To test the primary hypothesis that the mean time to the next suicide 
attempt during the follow-up period is different between treatment 
groups, a priori power calculations were based on the results of a 
previous randomized controlled trial with a similar protocol.
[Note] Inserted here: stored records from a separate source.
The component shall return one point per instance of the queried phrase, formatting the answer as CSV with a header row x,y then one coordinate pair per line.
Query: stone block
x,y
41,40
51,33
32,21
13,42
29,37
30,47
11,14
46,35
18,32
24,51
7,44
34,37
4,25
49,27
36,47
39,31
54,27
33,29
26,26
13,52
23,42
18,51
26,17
The current sample size ($N = 120$) provided at least $80\%$ power to 
detect a hazard ratio of $0.44$ in terms of time to next suicide 
attempt between treatment groups using an assumed repeat attempt rate 
of $25.8\%$ during the follow-up period and a two-sided $\alpha$ level of 0.05.
\end{frame}

\begin{frame}[t]
\frametitle{1. Comparing means for continuous outcomes}
$$
Y_{ik} \sim N(\mu_k, \sigma^2); k=1,2; i=1,\dots,n_k
$$
\begin{itemize}
	\item Testing for equality of two independent means
	\item Superiority trial of two independent means
	\item Non-inferiority trial of two independent means
	\item Equivalance trial of two independent means
\end{itemize}
\end{frame}

\begin{frame}
\frametitle{1.1 Testing for equality of two means}
$$
H_0: \theta = \mu_1 - \mu_2 = 0 \mbox{ versus } H_1: \theta \neq 0
$$

\begin{alertblock}{\center Procedure}
\begin{enumerate}
	\item The sample mean: $\bar{Y}_k = \frac{1}{n_k} \sum_{i=1}^{n_k} Y_{ik}, k=1,2$
	\item The pooled-sample variance: $s_n^2 = \frac{1}{n_1 + n_2 - 2} \sum_{k=1}^2 \sum_{i=1}^{n_k} (Y_{ik} - \bar{Y}_k)^2$
	\item The two-sample $t$-test statistic: $T_n = \frac{\bar{Y}_1 - \bar{Y}_2}{s_n \sqrt{1/n_1 + 1/n_2}}$
	\item Under $H_0$: $T_n \sim t_{\nu}, \nu = n_1 + n_2 - 2$;
	\item Under $H_1$: $T_n \sim t_{\nu}(c), c=\frac{\theta}{\sigma \sqrt{1/n_1 + 1/n_2}}$
	\item Reject $H_0$ if $|T_n| \ge t_{\nu, \alpha/2}$
\end{enumerate}
\end{alertblock}
\end{frame}


\begin{frame}[t]
\frametitle{1.1 Testing for equality of two means}
Under $H_1$, the power of the two-sample $t$-test is given by
$$
1 - \beta = 1 - \mathcal{T}(t_{\nu, \alpha/2}, c) + \mathcal{T}(-t_{\nu,\alpha/2}, c)
$$
where $\mathcal{T}(\dot,c)$ denotes the cumulative distribution function of the noncentral $t_{\nu}(c)$ distribution.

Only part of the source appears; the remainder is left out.